The superior performance of the proposed GA-ensemble framework can be attributed to its synergistic design. The Genetic Algorithm, enhanced with eagle-inspired search behavior, ensures optimal feature selection by exploring the search space more effectively and avoiding local minima. This reduces dimensionality without compromising accuracy. Furthermore, the dragonfly-inspired simulated annealing algorithm refines hyperparameters in a biologically inspired manner, enhancing model generalization. The ensemble classifier integrates diverse models, namely Decision Tree, Random Forest, and XGBoost, each contributing complementary strengths. The combination of Decision Tree, Random Forest, and XGBoost provides both a bias–variance trade-off and resilience to imbalanced data.
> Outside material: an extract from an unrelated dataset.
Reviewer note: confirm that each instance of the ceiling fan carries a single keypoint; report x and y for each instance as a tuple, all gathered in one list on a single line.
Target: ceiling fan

The proposed framework offers several practical advantages for securing real-world IoT environments. Its modular design, combining lightweight preprocessing, nature-inspired feature selection, and an ensemble of efficient classifiers, makes it suitable for deployment in edge-based applications such as smart homes, healthcare monitoring devices, the industrial IoT (IIoT), and autonomous sensor networks. The low false positive and false negative rates ensure minimal disruption to normal system operations, which is critical in mission-critical IoT deployments. The strengths of the model include its high detection accuracy (98%), generalization to diverse attack types, and robustness under varying attack ratios and device risk levels. The ensemble learning strategy combined with adaptive optimization techniques ensures a balance between computational efficiency and detection performance. However, the model has two notable limitations: its performance may degrade when dealing with encrypted or heavily obfuscated traffic, as the current design relies primarily on flow-level statistical features; and despite using automated tuning via swarm-enhanced simulated annealing, the training phase still incurs a degree of computational overhead that must be considered in resource-limited deployment scenarios.

5. Conclusions

The proposed anomaly detection framework for IoT networks effectively addresses critical security challenges by detecting anomalous behaviors and preventing cyber threats in dynamic and resource-constrained environments. By integrating advanced data preprocessing, feature selection through a Genetic Algorithm enhanced with eagle-inspired search mechanisms, and an ensemble classification approach, the framework is characterized by its high performance expressed through its accuracy, scalability, and computational efficiency. The obtained results demonstrate significant improvements compared to existing methods. The framework achieves a 12.5% increase in accuracy (98%), a 14% improvement in detection rate (95%), a 9.3% reduction in false positive rate (10%), and a 10.8% decrease in false negative rate (5%). These improvements clearly highlight the framework’s effectiveness and superiority in ensuring IoT security. Its notable enhancement in accuracy is a direct result of the optimized feature selection and ensemble learning approach, which collectively contribute to more precise and reliable anomaly detection. Future research can focus on improving the scalability and real-time deployment of the proposed framework to handle large-scale IoT networks with thousands of interconnected devices while ensuring minimal latency and high adaptability. Additionally, enhancing the framework’s capability to detect complex, multi-stage attacks such as Advanced Persistent Threats (APTs) can significantly improve its effectiveness in real-world cybersecurity scenarios. Another promising direction is the integration of federated learning techniques, which would enable decentralized model training while preserving user privacy, making the system more secure and practical for IoT applications that prioritize data confidentiality.